How to do (semi) supervised learning with PCA

By itself, principal component analysis (PCA) is an unsupervised learning method, meaning it does not take into account any labels or prediction variables of your data. PCA is simply a common method for dimensionality reduction of your \(X\)’s, without worrying about the \(Y\)’s.

Most people intuitively understand this and nod their heads when they hear “PCA”. But the real power of PCA comes from using it in some supervised prediction task. However, it’s not immediately obvious how to go from the task of reducing the dimensions of \(X\) to making predictions about \(Y\). This post is a quick explainer on how to use PCA in supervised learning.

1. PCA your training data

The goal of PCA is to represent your data \(X\) in an orthonormal basis \(W\). The orthogonality of this basis is what allows us to identify the “principal” components (which are sometimes interpreted to be inherent latent factors of your data’s structure). The coordinates of your data in this new basis will be represented as \(Z\). i.e.:

\[X_{n\times p} = Z_{n \times p}(W_{p \times p})^\top\]

Because \(W\) is orthonormal, we can invert it simply by taking its transpose: \((W^\top)^{-1} = W\). This allows us to transform our raw data \(X\) into the orthonormal basis simply by multiplying by \(W\):

\[X_{n\times p}(W_{p \times p}) = Z_{n \times p}\]

To reduce dimensionality, let’s pick some number of components \(k < p\). Assuming our basis vectors in \(W\) are ordered from largest to smallest (i.e., eigenvector corresponding to the largest eigenvalue is first, etc.), this amounts to simply keeping the first \(k\) columns of \(W\). This results in an “approxmiated” version of \(Z\), which I’ll call \(\hat{Z}\):

\[X_{n\times p}(W_{p \times k}) = \hat{Z}_{n \times k}\]

2. Train a classifier on your transformed training data

Now that we have a \(k\)-dimensional representation of our training data \(X\), you can train your favorite classifier (SVM, kNN, logistic regression, etc.) on the transformed features \(\hat{Z}\). This amounts to finding the “best” fit for some model \(f(Z ; \theta)\). For example, if your goal was to minimize the squared error between the data and your model prediction, your estimated parameters \(\hat{\theta}\) would simply be:

\[\hat{\theta} = \arg\min_\theta |Y - f(\hat{Z}_{n \times k}; \theta)|^2\]

The purpose of going through all this trouble is when \(p\) is very large. If you have 100,000 features, running your favorite classifier may take a very long time. However, if you can pick a much smaller number of principle components (i.e., \(k=1000\)) which accurately capture the covariance structure of your data, you can dramatically improve the efficiency of your classifier. This can also be thought of as a form of regularization, since it’s unlikely that all 100,000 features of your dataset have a meaningful effect on your outcome variable.

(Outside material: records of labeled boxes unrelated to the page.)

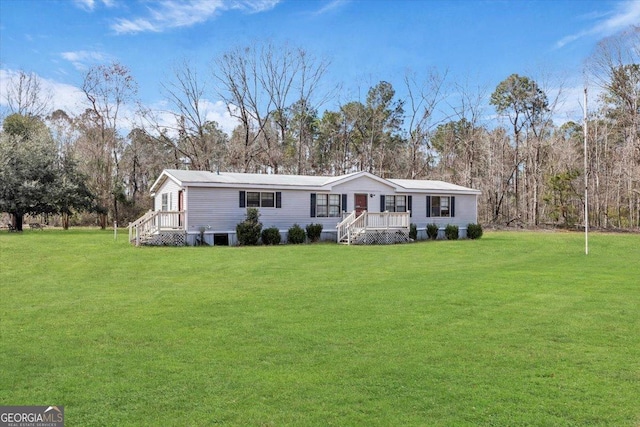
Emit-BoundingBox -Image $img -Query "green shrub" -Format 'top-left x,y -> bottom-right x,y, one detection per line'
306,224 -> 322,242
287,224 -> 305,245
262,227 -> 282,245
236,208 -> 262,246
444,224 -> 459,240
427,224 -> 440,240
467,224 -> 482,239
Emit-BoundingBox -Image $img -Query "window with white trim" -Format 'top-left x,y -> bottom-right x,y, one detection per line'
246,191 -> 276,208
431,196 -> 451,217
384,196 -> 407,212
316,194 -> 342,217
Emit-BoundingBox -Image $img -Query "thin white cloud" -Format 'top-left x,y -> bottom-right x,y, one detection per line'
60,50 -> 111,71
315,0 -> 351,15
0,69 -> 86,115
73,0 -> 114,12
110,0 -> 280,34
556,0 -> 640,48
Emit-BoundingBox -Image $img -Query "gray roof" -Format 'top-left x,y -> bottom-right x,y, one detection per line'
151,169 -> 480,194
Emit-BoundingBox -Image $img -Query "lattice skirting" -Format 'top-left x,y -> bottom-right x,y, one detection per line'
141,233 -> 187,246
354,230 -> 411,245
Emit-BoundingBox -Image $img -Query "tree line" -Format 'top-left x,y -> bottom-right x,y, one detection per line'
0,26 -> 640,228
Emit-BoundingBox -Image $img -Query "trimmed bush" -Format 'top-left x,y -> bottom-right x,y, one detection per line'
444,224 -> 460,240
306,224 -> 322,242
287,224 -> 305,245
262,227 -> 282,245
427,224 -> 440,240
467,224 -> 482,239
236,208 -> 262,246
409,224 -> 418,240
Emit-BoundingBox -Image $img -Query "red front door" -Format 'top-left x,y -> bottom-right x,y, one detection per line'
178,190 -> 184,227
355,194 -> 369,216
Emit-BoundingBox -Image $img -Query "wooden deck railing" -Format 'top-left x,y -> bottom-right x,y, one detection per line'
336,211 -> 356,242
129,211 -> 184,246
337,211 -> 410,244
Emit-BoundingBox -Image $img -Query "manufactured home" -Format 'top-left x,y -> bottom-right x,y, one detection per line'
129,169 -> 480,245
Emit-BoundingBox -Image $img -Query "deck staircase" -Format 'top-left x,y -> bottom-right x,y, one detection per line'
129,210 -> 186,246
336,211 -> 411,245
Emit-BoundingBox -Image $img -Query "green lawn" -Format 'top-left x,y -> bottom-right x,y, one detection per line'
0,230 -> 640,427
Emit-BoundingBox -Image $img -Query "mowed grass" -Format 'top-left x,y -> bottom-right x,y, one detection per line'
0,230 -> 640,427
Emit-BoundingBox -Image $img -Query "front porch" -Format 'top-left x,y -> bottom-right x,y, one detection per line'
336,211 -> 411,245
129,211 -> 187,246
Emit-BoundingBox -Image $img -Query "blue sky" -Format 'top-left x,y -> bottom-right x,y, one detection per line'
0,0 -> 640,130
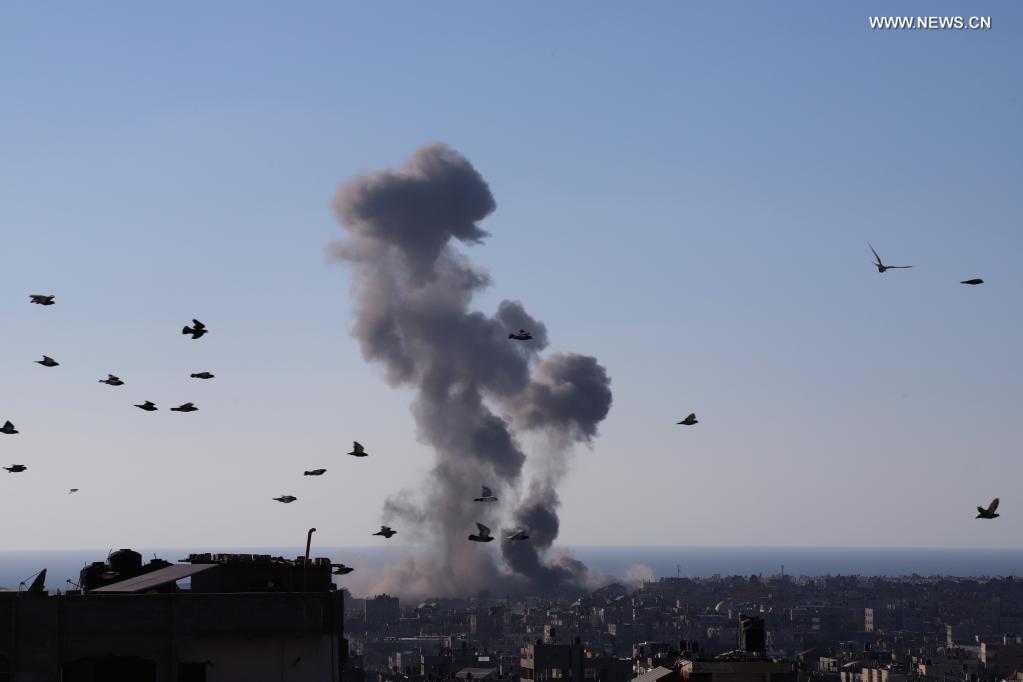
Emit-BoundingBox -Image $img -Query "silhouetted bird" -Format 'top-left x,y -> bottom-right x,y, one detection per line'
977,498 -> 1000,518
469,524 -> 494,542
473,486 -> 497,502
181,320 -> 208,338
866,242 -> 913,272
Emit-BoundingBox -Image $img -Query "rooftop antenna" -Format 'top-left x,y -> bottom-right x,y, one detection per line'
302,528 -> 316,592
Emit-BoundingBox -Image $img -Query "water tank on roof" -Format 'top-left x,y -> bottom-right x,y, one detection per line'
106,549 -> 142,578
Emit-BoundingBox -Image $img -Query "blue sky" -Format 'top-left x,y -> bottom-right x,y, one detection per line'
0,1 -> 1023,549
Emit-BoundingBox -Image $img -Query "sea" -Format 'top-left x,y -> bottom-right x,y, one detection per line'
0,545 -> 1023,591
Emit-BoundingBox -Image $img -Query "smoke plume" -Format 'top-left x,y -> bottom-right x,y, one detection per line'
330,144 -> 611,595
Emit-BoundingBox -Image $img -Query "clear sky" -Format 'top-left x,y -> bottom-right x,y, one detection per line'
0,0 -> 1023,549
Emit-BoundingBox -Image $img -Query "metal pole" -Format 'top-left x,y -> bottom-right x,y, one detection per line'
302,528 -> 316,592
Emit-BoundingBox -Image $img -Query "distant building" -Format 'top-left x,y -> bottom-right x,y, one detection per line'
678,657 -> 796,682
737,616 -> 767,653
366,594 -> 401,625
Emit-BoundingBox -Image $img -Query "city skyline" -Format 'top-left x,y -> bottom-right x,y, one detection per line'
0,3 -> 1023,551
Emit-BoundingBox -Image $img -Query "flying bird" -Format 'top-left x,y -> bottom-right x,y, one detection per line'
469,524 -> 494,542
977,498 -> 1000,518
473,486 -> 497,502
181,319 -> 208,338
866,241 -> 913,272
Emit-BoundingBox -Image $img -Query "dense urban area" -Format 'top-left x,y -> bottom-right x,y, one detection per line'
343,575 -> 1023,682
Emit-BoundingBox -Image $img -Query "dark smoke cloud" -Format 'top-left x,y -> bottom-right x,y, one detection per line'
330,144 -> 611,595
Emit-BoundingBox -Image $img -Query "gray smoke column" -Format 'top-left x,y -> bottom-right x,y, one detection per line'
330,144 -> 611,595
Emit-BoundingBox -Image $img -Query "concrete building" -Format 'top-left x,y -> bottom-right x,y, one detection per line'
678,657 -> 796,682
0,550 -> 346,682
366,594 -> 401,625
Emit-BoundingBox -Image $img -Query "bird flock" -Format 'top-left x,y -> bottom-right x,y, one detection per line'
6,293 -> 533,576
6,248 -> 999,576
0,293 -> 214,484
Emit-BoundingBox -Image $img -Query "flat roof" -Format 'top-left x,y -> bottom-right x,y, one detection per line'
89,563 -> 220,594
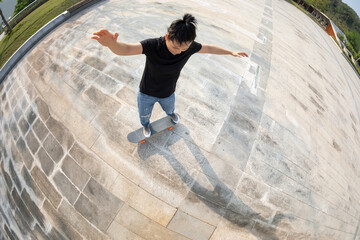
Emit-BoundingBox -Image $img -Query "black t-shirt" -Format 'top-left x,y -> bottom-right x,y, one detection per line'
140,37 -> 202,98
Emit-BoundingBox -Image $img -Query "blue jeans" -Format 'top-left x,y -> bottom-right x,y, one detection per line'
137,91 -> 175,127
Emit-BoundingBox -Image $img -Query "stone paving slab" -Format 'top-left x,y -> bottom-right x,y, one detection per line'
0,0 -> 360,240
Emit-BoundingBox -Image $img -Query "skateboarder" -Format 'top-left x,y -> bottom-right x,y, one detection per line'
91,14 -> 248,137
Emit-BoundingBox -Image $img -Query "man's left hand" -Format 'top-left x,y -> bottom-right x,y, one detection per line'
231,52 -> 249,57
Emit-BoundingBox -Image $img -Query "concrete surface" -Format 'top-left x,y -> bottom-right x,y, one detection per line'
0,0 -> 360,240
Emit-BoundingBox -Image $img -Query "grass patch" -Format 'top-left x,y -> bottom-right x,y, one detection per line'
0,0 -> 81,68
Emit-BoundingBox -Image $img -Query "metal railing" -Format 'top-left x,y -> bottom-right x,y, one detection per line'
0,0 -> 48,34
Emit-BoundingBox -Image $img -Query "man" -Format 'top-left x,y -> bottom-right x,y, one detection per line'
91,14 -> 248,137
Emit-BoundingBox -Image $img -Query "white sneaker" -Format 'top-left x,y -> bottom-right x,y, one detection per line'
170,113 -> 180,124
143,124 -> 151,138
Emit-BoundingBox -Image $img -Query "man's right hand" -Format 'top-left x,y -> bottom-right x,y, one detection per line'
91,29 -> 119,47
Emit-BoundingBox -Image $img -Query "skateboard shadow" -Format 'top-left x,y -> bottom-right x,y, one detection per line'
138,124 -> 293,240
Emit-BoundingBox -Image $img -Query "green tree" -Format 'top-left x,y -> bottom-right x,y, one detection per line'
0,0 -> 12,32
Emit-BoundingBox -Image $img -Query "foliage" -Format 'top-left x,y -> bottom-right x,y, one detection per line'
346,30 -> 360,52
304,0 -> 330,11
336,33 -> 345,42
346,43 -> 357,59
0,0 -> 81,68
14,0 -> 35,16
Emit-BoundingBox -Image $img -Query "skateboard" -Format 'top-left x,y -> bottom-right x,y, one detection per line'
127,116 -> 175,143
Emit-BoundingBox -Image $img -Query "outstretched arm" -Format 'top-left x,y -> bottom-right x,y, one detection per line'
91,29 -> 142,56
198,44 -> 249,57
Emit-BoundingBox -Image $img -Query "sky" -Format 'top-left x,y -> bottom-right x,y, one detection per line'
342,0 -> 360,17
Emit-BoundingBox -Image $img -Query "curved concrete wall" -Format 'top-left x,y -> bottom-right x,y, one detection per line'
0,0 -> 360,240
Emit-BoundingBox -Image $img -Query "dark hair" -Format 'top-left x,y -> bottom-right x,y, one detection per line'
168,13 -> 197,44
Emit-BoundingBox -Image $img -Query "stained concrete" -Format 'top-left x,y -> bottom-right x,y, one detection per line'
0,0 -> 360,240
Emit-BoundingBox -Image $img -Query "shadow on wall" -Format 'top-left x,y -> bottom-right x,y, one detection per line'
138,124 -> 293,240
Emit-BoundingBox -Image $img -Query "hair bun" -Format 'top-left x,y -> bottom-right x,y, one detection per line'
183,13 -> 197,25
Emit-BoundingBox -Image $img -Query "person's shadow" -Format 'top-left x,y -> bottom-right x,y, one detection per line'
138,124 -> 293,240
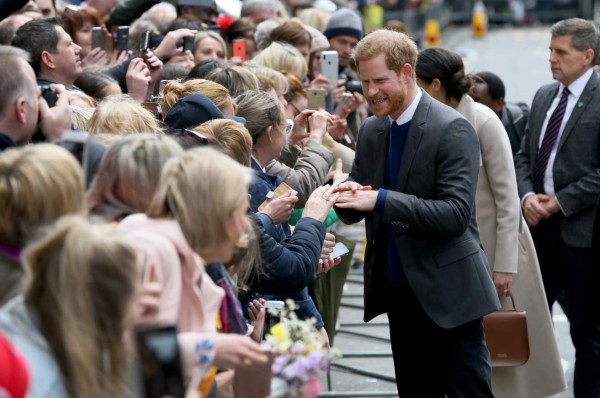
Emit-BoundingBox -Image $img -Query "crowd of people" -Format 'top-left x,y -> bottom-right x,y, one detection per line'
0,0 -> 600,398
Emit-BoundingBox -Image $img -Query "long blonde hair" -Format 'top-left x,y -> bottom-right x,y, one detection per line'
23,216 -> 139,398
252,41 -> 308,81
87,94 -> 161,135
160,79 -> 235,115
0,144 -> 85,247
194,119 -> 252,167
86,134 -> 183,213
147,147 -> 250,256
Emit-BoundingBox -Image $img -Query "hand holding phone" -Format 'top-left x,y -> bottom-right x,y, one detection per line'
306,88 -> 326,111
258,182 -> 298,211
333,93 -> 354,119
92,26 -> 105,49
329,242 -> 350,259
117,26 -> 129,54
321,50 -> 339,89
263,300 -> 284,340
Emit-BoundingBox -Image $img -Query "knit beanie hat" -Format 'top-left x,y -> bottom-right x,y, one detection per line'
304,25 -> 329,53
323,8 -> 363,40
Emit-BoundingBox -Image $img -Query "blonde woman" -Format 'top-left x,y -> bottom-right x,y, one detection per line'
194,30 -> 227,64
246,64 -> 289,106
0,216 -> 139,398
87,95 -> 160,135
236,91 -> 333,210
86,134 -> 183,221
0,144 -> 85,305
194,119 -> 252,167
160,79 -> 236,116
206,65 -> 260,98
253,42 -> 310,81
119,148 -> 266,392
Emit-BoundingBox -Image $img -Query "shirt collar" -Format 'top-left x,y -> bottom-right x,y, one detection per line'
390,88 -> 423,126
559,68 -> 594,98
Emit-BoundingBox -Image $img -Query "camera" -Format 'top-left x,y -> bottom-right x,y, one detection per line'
346,80 -> 362,94
38,84 -> 58,108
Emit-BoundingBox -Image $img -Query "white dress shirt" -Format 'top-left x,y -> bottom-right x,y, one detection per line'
538,68 -> 594,196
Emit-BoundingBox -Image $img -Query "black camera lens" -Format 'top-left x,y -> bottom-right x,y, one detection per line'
39,85 -> 58,108
346,80 -> 362,94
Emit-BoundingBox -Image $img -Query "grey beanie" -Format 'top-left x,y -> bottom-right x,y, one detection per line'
323,8 -> 363,40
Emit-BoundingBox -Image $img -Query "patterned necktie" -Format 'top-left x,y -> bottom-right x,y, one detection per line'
533,87 -> 571,193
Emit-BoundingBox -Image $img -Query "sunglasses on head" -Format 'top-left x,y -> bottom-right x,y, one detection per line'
167,129 -> 210,146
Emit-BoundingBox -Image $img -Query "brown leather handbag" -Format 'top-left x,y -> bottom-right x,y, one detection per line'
483,294 -> 529,367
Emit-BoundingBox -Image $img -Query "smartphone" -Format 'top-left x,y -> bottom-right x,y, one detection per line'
183,37 -> 196,53
55,130 -> 90,175
117,26 -> 129,54
258,182 -> 298,211
231,39 -> 246,62
140,30 -> 152,52
329,242 -> 350,259
135,325 -> 185,398
263,300 -> 284,340
333,93 -> 354,117
321,51 -> 339,89
306,88 -> 327,111
38,84 -> 58,108
92,26 -> 105,49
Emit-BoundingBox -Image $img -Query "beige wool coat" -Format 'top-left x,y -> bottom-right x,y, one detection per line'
456,94 -> 566,398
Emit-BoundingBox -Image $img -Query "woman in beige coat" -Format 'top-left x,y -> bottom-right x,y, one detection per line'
416,48 -> 566,398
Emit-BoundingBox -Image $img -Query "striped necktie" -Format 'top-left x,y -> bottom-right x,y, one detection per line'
533,87 -> 571,193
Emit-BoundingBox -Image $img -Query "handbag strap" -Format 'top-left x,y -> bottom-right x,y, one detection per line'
507,293 -> 517,311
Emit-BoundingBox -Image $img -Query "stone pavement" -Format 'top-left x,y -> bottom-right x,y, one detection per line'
319,222 -> 398,397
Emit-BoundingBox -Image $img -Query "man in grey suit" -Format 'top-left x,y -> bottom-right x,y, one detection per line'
515,18 -> 600,398
335,30 -> 499,398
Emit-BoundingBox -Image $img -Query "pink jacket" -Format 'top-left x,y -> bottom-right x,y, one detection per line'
118,214 -> 225,333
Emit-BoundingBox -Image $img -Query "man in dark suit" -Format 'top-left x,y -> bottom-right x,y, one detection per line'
336,30 -> 499,398
515,18 -> 600,398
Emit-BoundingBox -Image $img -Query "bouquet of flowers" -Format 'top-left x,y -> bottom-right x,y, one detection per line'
266,300 -> 341,397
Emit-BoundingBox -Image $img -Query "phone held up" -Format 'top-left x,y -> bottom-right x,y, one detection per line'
262,300 -> 284,340
92,26 -> 105,49
135,326 -> 185,398
231,39 -> 246,63
117,26 -> 129,54
306,88 -> 327,111
321,50 -> 339,89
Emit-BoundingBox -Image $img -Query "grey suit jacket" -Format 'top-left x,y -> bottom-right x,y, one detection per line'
515,73 -> 600,247
336,92 -> 499,328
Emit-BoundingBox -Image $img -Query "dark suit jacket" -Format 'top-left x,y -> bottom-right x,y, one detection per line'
515,73 -> 600,247
336,92 -> 499,328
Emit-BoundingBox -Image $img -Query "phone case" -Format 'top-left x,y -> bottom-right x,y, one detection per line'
321,51 -> 339,88
306,88 -> 325,111
232,39 -> 246,62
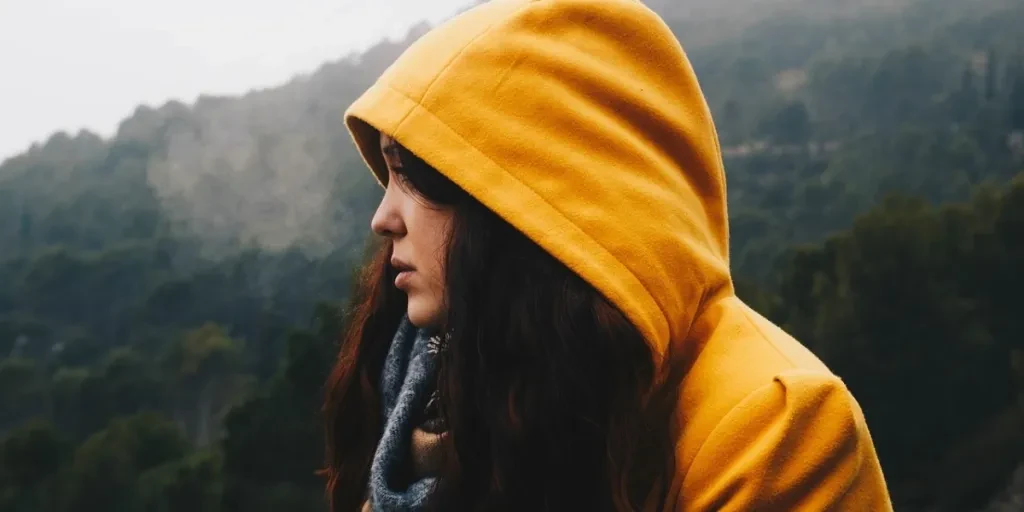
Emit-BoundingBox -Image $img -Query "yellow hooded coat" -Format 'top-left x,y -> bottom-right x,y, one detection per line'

3. Project your test data into the same \(k\)-dimensional subspace

Where do you go once you’ve perfomed PCA on your training data and built a classifier on your transformed data \(\hat{Z}\)? The key is to realize that \(W\) is in some sense a canonical transformation from our space of \(p\) features down to a space of \(k\) features (or at least the best transformation we could find using our training data). Thus, we can hit our test data with the same \(W\) transformation, resulting in a \(k\)-dimensional representation of our test features:

\[X^{\text{test}}_{n\times p}(W_{p \times k}) = \hat{Z}^{\text{test}}_{n \times k}\]

4. Run your classifier on your transformed test data

We can now use the classifier trained on the \(k\)-dimensional representation of our training data (with the corresponding weights \(\hat{\theta}\)) to make predictions on the \(k\)-dimensional representation of our test data:

\[\hat{Y}^{\text{test}} = f(\hat{Z}^{\text{test}}_{n \times k}; \hat{\theta})\]

And that’s how you use PCA to make predictions on test data. Again, the key is to think of \(W\) as a rotating transformation, which projects your raw features into a \(k\)-dimensional subspace. The entire goal of PCA is essentially to learn this projection operator. This projection works on both training data and test data, allowing you to build a classifier on your new \(k\) features and use that same classifier to make predictions on your test data.